I am getting a crash when mapping with Cartographer and a Pioneer robot. I am using Ubuntu 16.04, ROS Kinetic, cartographer @ddb3c890a6 and cartographer-project/cartographer_ros@f7057fc5a35aed4. A sample crash log can be found here. The launch file and the appropriate bag can be found here. To run, extract the archive, change into the launch directory and call roslaunch pioneer_cartographer.launch from there.

The crash usually occurs somewhere around 60-70 seconds into the bag (counting from the 25th second, where it starts in the launch file) , after the robot makes a right turn to the hallway looking up.

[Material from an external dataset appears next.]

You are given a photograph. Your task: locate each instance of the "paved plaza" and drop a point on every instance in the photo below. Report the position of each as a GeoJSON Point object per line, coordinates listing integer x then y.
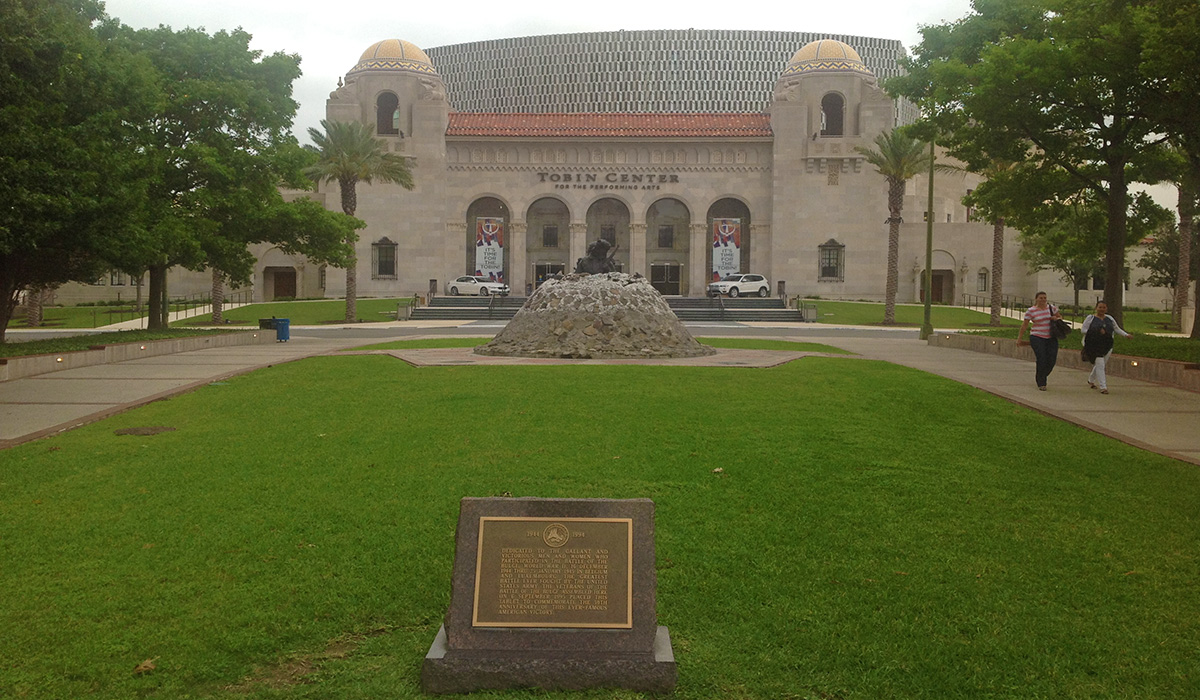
{"type": "Point", "coordinates": [1153, 417]}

The pose estimate makes wild jumps just before it crashes, with a message like the following one: [FATAL]: ... probability_grid.h:161] Check failed: limits_.Contains(xy_index) -215

The crash seems to be related to odometry - if use_odometry is set to false in the .lua file, Cartographer doesn't crash. However, scan matching in that case doesn't work very well; it gets stuck in the same hallway where it crashes when using odometry.

@wohe
Copy link
Member

wohe commented Feb 8, 2017

Hi, this kind of crash happens when the laser scan that is about to be inserted is no longer contained by the current submap. The size of the submap can be configured in trajectory_builder_2d.lua and defaults to 400 meters. I'm not suggesting to change it though, it seems appropriate for your setup. The underlying problem is that the SLAM is not tracking well, i.e. a tuning issue.

I took a quick look at your bag and it seems neither the laser nor the odometry is providing the quality expected by the default settings. If you set

TRAJECTORY_BUILDER_2D.use_online_correlative_scan_matching = true
TRAJECTORY_BUILDER_2D.real_time_correlative_scan_matcher.linear_search_window = 0.
TRAJECTORY_BUILDER_2D.submaps.resolution = 0.1

you can generate a map from your bag. The coarser resolution I chose because of the quality of the laser scan, the use of the correlative scan matcher to figure out the rotation with neither IMU nor odometry. At this point you can even disable the use of odometry and still get a good map.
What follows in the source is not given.